Von: Dennis L.
Materialien aus der Natur

Hanf konkurriert mit Kohlenstoffmodifikation Graphen

Wissenschaftler nutzen Hanf als Alternative für Graphen, da Hanf fast die gleiche Eigenschaften aufweisen kann wie der moderne Hightech-Kohlenstoff.

Die typische Graphenstruktur auf molekularer Ebene.
© AlexanderAlUS / wikipedia.org

Edmonton (Kanada). Hanf ist eine extrem vielseitige Pflanze. Sie dient nicht nur als Heil- oder Ölpflanze, aus ihr werden auch verschiedenste Produkte, wie zum Beispiel Hanfsocken oder Dämmmaterial für Gebäude gefertigt. Wie Wissenschaftler der University of Alberta in Kanada zeigen, steckt in Hanf aber ein noch viel größeres Potenzial. So könnte Hanf in Zukunft die zweidimensionale Kohlenstoffstruktur Graphen ablösen.

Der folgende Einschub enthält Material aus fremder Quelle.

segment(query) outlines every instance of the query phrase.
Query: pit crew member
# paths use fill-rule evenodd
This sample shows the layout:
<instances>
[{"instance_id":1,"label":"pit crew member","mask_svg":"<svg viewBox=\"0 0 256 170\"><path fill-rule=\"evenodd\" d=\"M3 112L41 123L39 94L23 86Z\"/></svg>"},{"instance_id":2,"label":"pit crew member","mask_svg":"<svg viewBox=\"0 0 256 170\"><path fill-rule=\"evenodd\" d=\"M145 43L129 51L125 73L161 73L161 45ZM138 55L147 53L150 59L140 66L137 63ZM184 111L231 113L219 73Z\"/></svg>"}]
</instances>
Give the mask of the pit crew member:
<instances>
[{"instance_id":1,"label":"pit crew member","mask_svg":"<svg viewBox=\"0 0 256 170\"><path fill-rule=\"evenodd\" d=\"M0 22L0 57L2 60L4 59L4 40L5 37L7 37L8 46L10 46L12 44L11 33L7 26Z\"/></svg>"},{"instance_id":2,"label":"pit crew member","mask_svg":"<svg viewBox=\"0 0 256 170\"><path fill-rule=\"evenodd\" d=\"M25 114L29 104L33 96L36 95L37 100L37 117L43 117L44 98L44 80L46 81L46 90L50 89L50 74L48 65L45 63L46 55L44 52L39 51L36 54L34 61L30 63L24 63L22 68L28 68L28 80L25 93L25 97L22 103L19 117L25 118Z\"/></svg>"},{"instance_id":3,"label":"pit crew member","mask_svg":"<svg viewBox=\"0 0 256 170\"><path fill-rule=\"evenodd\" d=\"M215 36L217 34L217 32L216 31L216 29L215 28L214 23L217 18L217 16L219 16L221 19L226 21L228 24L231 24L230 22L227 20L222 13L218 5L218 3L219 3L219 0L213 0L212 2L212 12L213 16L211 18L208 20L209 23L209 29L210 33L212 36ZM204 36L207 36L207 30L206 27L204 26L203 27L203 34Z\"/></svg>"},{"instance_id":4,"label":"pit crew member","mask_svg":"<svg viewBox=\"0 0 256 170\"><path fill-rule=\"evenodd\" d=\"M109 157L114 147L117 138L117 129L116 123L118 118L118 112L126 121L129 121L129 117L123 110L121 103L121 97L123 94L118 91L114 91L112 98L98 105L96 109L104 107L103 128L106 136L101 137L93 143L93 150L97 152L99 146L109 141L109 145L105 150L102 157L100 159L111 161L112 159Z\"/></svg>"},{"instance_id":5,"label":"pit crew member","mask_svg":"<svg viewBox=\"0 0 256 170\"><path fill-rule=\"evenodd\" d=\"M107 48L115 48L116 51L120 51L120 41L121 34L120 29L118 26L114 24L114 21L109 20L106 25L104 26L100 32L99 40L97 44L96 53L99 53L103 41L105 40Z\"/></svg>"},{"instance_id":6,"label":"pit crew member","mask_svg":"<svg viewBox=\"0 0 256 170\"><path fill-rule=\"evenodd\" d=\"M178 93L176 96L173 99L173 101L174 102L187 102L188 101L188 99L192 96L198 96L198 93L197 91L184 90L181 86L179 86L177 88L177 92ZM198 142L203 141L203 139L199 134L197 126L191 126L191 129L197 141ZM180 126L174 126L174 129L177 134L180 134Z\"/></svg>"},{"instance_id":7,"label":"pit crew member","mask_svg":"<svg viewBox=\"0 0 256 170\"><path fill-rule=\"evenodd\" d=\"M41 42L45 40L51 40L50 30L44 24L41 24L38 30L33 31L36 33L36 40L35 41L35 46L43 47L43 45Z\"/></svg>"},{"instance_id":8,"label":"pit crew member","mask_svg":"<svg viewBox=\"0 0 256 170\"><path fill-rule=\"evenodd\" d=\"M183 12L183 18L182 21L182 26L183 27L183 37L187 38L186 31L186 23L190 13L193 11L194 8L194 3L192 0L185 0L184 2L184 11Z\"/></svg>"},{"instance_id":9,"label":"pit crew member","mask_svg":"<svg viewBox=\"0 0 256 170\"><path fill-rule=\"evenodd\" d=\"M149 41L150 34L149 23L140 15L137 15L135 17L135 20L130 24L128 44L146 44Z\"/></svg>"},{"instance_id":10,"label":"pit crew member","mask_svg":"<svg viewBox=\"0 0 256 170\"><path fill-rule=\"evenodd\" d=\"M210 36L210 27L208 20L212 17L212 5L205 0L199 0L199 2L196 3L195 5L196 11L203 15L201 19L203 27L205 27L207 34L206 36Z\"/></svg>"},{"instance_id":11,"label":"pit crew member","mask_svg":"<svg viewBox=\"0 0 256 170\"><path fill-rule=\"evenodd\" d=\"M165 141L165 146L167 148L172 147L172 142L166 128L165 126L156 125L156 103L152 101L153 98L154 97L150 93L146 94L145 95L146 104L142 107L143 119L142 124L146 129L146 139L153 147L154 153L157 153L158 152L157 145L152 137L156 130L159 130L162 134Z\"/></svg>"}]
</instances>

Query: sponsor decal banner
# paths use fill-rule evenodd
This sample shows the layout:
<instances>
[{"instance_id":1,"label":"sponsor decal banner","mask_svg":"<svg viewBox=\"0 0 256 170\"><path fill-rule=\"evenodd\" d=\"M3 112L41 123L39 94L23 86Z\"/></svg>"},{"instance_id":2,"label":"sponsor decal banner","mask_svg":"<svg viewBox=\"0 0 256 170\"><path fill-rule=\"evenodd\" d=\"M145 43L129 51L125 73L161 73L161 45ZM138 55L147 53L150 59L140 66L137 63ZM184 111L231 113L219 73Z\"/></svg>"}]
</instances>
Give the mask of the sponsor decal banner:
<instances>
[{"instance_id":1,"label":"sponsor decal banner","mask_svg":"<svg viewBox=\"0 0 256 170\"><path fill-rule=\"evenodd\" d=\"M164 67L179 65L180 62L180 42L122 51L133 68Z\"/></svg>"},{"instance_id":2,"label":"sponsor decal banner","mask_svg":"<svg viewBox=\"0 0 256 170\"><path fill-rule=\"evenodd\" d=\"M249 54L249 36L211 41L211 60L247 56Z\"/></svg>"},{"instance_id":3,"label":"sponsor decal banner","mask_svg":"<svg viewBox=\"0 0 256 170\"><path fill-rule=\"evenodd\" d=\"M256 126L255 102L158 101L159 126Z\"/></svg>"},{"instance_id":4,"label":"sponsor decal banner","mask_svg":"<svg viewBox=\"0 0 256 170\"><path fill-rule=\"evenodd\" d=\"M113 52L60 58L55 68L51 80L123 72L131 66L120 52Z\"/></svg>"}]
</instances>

Graphen bezeichnen eine besondere Kohlenstoffmodifikation, die so in der Natur nahezu nicht vorkommt. Dabei wird ein Kohlenstoffatom in einem Winkel von 120 Grad von drei weiteren Kohlenstoffatomen umgeben. Dadurch entsteht ein bienenwabenförmiges und sehr stabiles Muster. Da Graphen sehr aufwändig produziert werden müssen, sind sie dementsprechend teuer. Die Hightech-Industrie kann allerdings auch nicht auf Graphen verzichten, da diese zum Beispiel für Akkus benötigt werden.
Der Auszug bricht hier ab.